Jim noticed a security guard walking purposefully toward them. The shorter
man's walk looked vaguely familiar. "Oh, Lord, kill me now," Jim begged
under his breath.
"Reed, havin' a little problem here?" Ed Wells tipped his head back to
stare up at Jim. He wore his security guard hat the same silly way he wore
his LAPD uniform hat, pulled down nearly to the top of his eyebrows so he
had to tilt his head back to see under the brim.
"Uh, no, no problem. Ed, what're you doing here?"
"Moonlighting, Reed. It's called moonlighting."
"Officer, I want this man arrested!" the Evil Mother suddenly intoned,
elbowing her way between Jim and Ed.
Jim glared at her. "Lady, if your daughter hadn't kicked me, none of
this would . . ." He suddenly clamped his mouth shut as he realized that
he sounded just like all the bickering people he encountered on patrol.
"Ed, look, we'll leave. I don't like this Santa anyway."
Ed looked up and down the line of outraged women. "Anybody hurt?" he
called.

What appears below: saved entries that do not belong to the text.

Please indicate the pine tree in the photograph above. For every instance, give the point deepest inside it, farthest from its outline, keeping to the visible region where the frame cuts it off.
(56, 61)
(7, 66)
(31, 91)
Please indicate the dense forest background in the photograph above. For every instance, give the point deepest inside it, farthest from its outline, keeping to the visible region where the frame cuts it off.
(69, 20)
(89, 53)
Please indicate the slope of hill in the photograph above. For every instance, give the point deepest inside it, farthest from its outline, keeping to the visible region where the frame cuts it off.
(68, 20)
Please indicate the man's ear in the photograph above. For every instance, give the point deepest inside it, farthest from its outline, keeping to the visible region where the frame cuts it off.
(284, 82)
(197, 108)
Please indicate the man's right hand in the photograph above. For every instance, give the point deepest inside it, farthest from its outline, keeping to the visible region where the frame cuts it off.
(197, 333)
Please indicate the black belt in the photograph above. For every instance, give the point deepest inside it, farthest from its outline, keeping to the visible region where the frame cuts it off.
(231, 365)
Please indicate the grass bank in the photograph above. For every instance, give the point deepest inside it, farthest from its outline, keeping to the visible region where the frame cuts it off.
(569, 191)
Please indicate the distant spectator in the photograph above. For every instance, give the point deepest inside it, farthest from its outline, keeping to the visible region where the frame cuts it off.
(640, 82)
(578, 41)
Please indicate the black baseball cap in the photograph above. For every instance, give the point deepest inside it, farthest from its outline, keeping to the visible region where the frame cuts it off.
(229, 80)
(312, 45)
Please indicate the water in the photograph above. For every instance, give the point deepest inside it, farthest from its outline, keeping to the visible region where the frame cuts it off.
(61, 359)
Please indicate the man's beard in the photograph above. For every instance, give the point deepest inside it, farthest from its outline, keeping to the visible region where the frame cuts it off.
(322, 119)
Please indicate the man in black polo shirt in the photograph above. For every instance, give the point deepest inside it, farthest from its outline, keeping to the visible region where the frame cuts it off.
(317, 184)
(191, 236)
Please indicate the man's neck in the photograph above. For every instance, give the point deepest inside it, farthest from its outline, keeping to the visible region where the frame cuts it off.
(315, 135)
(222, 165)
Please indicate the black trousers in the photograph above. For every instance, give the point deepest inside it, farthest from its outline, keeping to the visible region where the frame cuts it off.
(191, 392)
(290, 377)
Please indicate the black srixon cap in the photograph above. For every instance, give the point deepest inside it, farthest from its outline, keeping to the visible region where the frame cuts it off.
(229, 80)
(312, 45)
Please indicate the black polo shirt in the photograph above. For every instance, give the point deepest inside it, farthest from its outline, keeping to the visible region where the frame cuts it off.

A chorus line of shaking heads answered, so he eyed Jim up and
down. "Look, kid, before you turn this mall into a full-blown 415, try
the Sears downtown." Ed leaned closer. "The Santa over there's a lot better
than this one anyway."
Jim gave his wife an I-told-you-so glance, then stepped out of the line.
"Oh, and Reed!" Ed called after them.
Jim was tempted to pretend he hadn't heard, but he paused and turned.
"What?"
"I'll be sure to give Sears a call, let 'em know Calamity Jim's on his
way!"
Jim didn't answer. He put Jimmy in his stroller, then pushed it rapidly
toward the mall exit, walking so fast that Jean had to practically run to
keep up with him. He finally slowed down as they approached the doors.
"Jean, I don't think I'm going to have warm memories of this."
Jean looked at her husband, then at her son, then started giggling. "I
will!"
"Jean!" Jim protested.
She held open the door for him. The jingle of a Salvation Army volunteer
greeted them on their way out. Jim bumped the stroller over the door jamb.
He paused to dig out some change to drop into the red bucket hanging in
a stand beside the door.
"Merry Christmas, sir!" called a hearty, cheerful voice. As Jim dropped
some coins into the slot, he glanced at the man ringing the bell. The man
had twinkling blue eyes above a carefully trimmed white beard. Jim looked
closer. He even had rosy cheeks. Jim's eyes widened in surprise as the
man winked at him.
Jim looked at Jean, then back at the man, who had bent down to show Jimmy
his bell. A slow smile crawled across Jim's face. "Hey, Jean," he said
softly, nodding at the man. "Get out our camera."
"Why?" Jean asked.
"I think we found the real Santa," he said softly. He took the money
he was planning to use for Jimmy's Santa Claus photo and stuffed it in the
bucket. "Hey, mister? You wanna hold my son for a minute?"
The man smiled as Jean handed their son to him. "Hey, young'n! Looks
like you got you a smart papa!"
Jim felt himself blush as he focused the camera. Through the viewfinder,
he watched as the man tickled Jimmy's tummy. Jimmy smiled broadly and Jim
snapped the picture. As he watched Jean take Jimmy back, he felt a warm
glow settle somewhere to the left of his heart.
Jean caught his eye and smiled. "What'd I tell you?" she whispered.
Jim smiled at her, then turned and shook the man's hand. "Merry Christmas,
sir."
The man winked again and laid his finger alongside his nose. "And to
all a good night!"
Author's Note: Merry Christmas to Adam-12 fans every where!